她用她之前說的話來懟她,錢蕙蘭很是不爽,道:“我是錢府的小姐,縣令爺的千金,當然是矜持的!你以為是你一個小小的丫鬟能比得上的嗎?你是不知道啊,硯白這樣的人最嫌棄你這種身份低微的人了!能跟他配對的只有本姑娘這種高貴的身份!”
顧硯白在旁邊實在是聽不下錢惠蘭這裝腔作勢的樣子,想要出口幫助明月溪,明月溪的嘴卻比他快,一下子把他堵了回去:“哦,是嗎?錢小姐怕不是胸大無腦吧!”
“你這是瞧不起我們這些平民百姓?民安則國安,國強則民強,民和國本就是不可分離的,錢振是縣令為天子為國家效勞,更應該像天子一樣體察民情,關愛百姓,聽你這麼說,錢振平日裡就教你們如何瞧不起百姓,分出個高低貴賤?”
“無論高低貴賤,大家都是人,都是人人平等的!錢小姐此言只怕不妥!”
錢惠蘭被堵得說不出話,父親是縣令為天子為國家效勞明月溪說的沒錯,若她反駁,那就是在承認錢振平日只教了她如何瞧不起別人了。

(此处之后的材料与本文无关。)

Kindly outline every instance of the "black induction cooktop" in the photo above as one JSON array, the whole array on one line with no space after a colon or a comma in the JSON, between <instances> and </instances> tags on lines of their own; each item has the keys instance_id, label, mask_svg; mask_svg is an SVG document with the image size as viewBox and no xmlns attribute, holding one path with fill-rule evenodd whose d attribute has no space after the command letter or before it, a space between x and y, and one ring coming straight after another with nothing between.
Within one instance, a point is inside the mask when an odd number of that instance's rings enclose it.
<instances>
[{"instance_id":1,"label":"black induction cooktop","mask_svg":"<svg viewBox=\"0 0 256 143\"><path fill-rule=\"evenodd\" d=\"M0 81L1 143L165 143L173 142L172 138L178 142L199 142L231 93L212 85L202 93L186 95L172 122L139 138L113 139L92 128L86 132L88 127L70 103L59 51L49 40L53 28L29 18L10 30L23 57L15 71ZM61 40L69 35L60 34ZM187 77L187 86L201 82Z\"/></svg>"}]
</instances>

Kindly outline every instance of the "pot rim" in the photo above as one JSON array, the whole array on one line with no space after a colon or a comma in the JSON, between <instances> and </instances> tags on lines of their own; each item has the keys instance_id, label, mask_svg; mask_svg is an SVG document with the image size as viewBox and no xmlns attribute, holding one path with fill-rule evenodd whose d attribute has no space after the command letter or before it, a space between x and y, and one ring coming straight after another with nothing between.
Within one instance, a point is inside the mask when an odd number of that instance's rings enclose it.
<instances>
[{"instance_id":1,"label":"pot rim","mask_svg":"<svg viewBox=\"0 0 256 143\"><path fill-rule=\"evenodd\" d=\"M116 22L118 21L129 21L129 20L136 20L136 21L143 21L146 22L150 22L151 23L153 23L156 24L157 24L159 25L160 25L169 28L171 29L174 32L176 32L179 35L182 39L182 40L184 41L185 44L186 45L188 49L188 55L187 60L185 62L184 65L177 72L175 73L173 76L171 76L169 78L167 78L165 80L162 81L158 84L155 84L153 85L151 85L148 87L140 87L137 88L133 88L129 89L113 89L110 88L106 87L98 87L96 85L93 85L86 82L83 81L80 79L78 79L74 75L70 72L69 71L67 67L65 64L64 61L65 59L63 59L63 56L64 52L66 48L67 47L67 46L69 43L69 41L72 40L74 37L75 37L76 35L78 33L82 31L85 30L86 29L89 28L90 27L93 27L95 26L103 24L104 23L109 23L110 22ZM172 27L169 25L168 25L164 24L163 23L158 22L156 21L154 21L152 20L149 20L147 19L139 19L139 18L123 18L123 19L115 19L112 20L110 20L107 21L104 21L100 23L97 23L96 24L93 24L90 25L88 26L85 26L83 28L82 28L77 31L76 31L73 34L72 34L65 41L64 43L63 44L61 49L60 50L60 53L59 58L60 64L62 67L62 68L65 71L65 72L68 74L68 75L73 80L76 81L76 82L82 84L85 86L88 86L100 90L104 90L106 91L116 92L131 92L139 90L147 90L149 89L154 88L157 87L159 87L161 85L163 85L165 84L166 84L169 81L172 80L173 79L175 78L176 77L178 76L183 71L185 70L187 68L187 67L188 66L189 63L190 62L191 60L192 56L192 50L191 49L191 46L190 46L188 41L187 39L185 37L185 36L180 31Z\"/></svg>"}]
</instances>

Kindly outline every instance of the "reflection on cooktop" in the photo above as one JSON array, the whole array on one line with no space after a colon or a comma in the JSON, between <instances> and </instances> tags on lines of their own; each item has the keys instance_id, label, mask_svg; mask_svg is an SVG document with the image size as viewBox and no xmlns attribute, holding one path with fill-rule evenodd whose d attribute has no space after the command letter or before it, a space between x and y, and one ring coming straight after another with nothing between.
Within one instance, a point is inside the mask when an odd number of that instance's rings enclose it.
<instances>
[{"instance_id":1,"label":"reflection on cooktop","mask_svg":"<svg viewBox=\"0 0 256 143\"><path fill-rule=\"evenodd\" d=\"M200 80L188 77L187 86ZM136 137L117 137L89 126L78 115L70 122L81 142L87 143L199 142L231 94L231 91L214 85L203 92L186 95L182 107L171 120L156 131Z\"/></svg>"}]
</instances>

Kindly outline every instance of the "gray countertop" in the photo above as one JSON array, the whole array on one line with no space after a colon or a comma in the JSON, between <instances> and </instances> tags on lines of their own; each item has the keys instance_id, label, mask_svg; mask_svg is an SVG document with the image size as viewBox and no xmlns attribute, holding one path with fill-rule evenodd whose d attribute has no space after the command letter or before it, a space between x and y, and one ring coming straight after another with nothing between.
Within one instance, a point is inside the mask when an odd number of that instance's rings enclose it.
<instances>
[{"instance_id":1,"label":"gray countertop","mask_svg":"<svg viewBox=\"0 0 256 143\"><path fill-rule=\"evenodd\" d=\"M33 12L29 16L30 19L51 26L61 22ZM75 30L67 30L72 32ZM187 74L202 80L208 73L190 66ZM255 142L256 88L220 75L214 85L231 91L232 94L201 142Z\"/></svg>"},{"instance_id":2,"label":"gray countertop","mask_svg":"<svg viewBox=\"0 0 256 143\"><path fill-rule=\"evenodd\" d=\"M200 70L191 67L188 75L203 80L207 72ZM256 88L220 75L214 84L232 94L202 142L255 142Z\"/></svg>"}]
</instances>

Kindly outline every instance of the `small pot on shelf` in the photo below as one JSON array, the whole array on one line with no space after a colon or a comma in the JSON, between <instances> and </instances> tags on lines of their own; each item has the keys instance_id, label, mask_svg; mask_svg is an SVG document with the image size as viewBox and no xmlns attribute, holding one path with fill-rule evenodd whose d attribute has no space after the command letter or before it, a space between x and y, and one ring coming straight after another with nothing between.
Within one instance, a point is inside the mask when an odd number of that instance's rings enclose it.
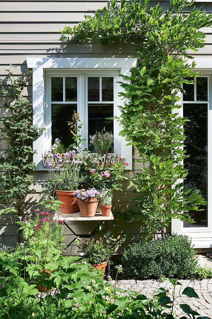
<instances>
[{"instance_id":1,"label":"small pot on shelf","mask_svg":"<svg viewBox=\"0 0 212 319\"><path fill-rule=\"evenodd\" d=\"M98 155L101 155L103 156L104 155L107 156L108 149L107 150L97 150L96 152Z\"/></svg>"},{"instance_id":2,"label":"small pot on shelf","mask_svg":"<svg viewBox=\"0 0 212 319\"><path fill-rule=\"evenodd\" d=\"M100 208L102 216L109 216L111 212L112 207L112 204L111 204L110 205L103 205L102 204L100 204Z\"/></svg>"},{"instance_id":3,"label":"small pot on shelf","mask_svg":"<svg viewBox=\"0 0 212 319\"><path fill-rule=\"evenodd\" d=\"M81 215L84 217L92 217L95 216L99 199L96 197L84 199L78 198L79 210Z\"/></svg>"},{"instance_id":4,"label":"small pot on shelf","mask_svg":"<svg viewBox=\"0 0 212 319\"><path fill-rule=\"evenodd\" d=\"M91 264L91 266L92 266L93 268L94 268L96 269L98 269L99 268L100 268L103 271L101 271L101 275L104 275L105 272L105 268L106 268L106 266L107 264L107 260L106 260L106 261L105 261L104 263L95 263ZM103 279L103 277L101 277L101 278L102 279Z\"/></svg>"},{"instance_id":5,"label":"small pot on shelf","mask_svg":"<svg viewBox=\"0 0 212 319\"><path fill-rule=\"evenodd\" d=\"M58 199L64 204L60 204L61 212L72 214L79 211L79 206L73 195L74 190L59 190L55 189Z\"/></svg>"}]
</instances>

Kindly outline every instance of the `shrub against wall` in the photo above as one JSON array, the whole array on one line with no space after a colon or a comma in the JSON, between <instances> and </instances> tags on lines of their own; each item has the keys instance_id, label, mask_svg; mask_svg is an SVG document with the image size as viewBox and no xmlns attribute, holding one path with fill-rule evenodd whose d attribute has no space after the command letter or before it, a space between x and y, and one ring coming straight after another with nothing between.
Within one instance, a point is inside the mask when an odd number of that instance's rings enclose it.
<instances>
[{"instance_id":1,"label":"shrub against wall","mask_svg":"<svg viewBox=\"0 0 212 319\"><path fill-rule=\"evenodd\" d=\"M122 262L126 270L139 278L186 278L197 270L196 251L185 236L165 236L148 243L130 245Z\"/></svg>"},{"instance_id":2,"label":"shrub against wall","mask_svg":"<svg viewBox=\"0 0 212 319\"><path fill-rule=\"evenodd\" d=\"M192 222L189 211L206 204L199 191L177 182L188 173L182 165L186 157L182 146L187 120L173 111L181 107L177 104L182 82L193 83L184 78L199 74L194 63L184 59L193 58L188 50L204 47L206 35L199 30L211 26L212 16L202 12L202 7L196 9L193 1L172 0L165 11L159 4L148 11L148 0L111 0L94 17L85 16L73 29L65 27L61 39L97 39L105 44L120 41L138 47L133 56L138 59L136 67L131 76L123 77L130 84L120 82L126 101L120 107L120 134L139 150L137 161L143 166L131 182L136 195L135 209L130 212L132 218L143 222L150 237L156 238L159 232L163 238L172 218ZM190 6L190 12L182 13ZM122 217L125 221L131 219Z\"/></svg>"}]
</instances>

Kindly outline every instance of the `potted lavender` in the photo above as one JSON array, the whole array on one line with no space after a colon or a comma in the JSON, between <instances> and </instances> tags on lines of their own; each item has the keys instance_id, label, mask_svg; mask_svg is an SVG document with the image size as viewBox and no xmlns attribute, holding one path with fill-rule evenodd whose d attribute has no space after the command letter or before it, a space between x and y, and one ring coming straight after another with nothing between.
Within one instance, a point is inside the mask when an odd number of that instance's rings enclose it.
<instances>
[{"instance_id":1,"label":"potted lavender","mask_svg":"<svg viewBox=\"0 0 212 319\"><path fill-rule=\"evenodd\" d=\"M113 143L113 136L111 132L106 132L105 129L104 132L103 130L101 132L96 131L96 134L90 135L90 142L98 154L102 156L106 154L107 156L108 150Z\"/></svg>"},{"instance_id":2,"label":"potted lavender","mask_svg":"<svg viewBox=\"0 0 212 319\"><path fill-rule=\"evenodd\" d=\"M91 217L95 215L101 194L96 189L83 189L76 190L73 195L77 198L82 216Z\"/></svg>"}]
</instances>

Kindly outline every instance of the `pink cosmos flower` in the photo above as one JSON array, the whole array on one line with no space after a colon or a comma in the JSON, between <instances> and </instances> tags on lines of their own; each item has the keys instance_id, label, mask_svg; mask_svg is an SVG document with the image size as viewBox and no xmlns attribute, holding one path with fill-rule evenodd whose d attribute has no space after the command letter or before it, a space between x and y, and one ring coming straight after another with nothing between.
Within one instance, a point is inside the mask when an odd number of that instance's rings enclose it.
<instances>
[{"instance_id":1,"label":"pink cosmos flower","mask_svg":"<svg viewBox=\"0 0 212 319\"><path fill-rule=\"evenodd\" d=\"M104 173L103 175L104 176L106 177L110 177L110 173L108 171L106 171Z\"/></svg>"}]
</instances>

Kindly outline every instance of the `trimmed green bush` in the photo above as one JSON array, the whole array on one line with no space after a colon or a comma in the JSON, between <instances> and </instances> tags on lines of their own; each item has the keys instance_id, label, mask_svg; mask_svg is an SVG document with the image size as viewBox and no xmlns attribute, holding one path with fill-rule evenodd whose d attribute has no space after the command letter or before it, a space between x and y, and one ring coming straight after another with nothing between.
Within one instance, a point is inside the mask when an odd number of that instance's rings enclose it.
<instances>
[{"instance_id":1,"label":"trimmed green bush","mask_svg":"<svg viewBox=\"0 0 212 319\"><path fill-rule=\"evenodd\" d=\"M187 236L167 235L164 240L129 245L122 259L126 271L139 278L194 276L197 269L195 251Z\"/></svg>"}]
</instances>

她氣的一句話都說不出,最後扔下一句看你能得意多久就帶著小雪氣沖沖的離開了。
明月溪高傲的看著她的背影,繼續收拾自己的餐桌。
顧硯白被明月溪這一番言論所驚到:“好一個國與民不可分,好一個人人平等,明月溪,想不到你還有這種……政治思想。”
“我還真是聞所未聞。”
明月溪漫不經心的說:“這是二十一世紀的東西,你要是聽過那才有怪呢!”
“什麼?”
顧硯白一臉懵。
怎麼有點聽不懂她說的話了?
明月溪想起這兒是古代,哪裡曉得二十一世紀,於是解釋道:“就是一種,很超前很超前的思想,在你們這兒是沒有的,所以你沒有聽過是很正常的事情!”
顧硯白一笑。
他對明月溪是越發的有興趣了,她身上有很多東西他想要去挖掘。
時間飛快,又過了幾日,明月溪在顧硯白的大腿威脅下將他照顧得妥妥帖帖,錢惠蘭從上次顧硯白玩笑隨口讚了她做的飯後,往顧硯白和明月溪的院子送飯送的更加勤了。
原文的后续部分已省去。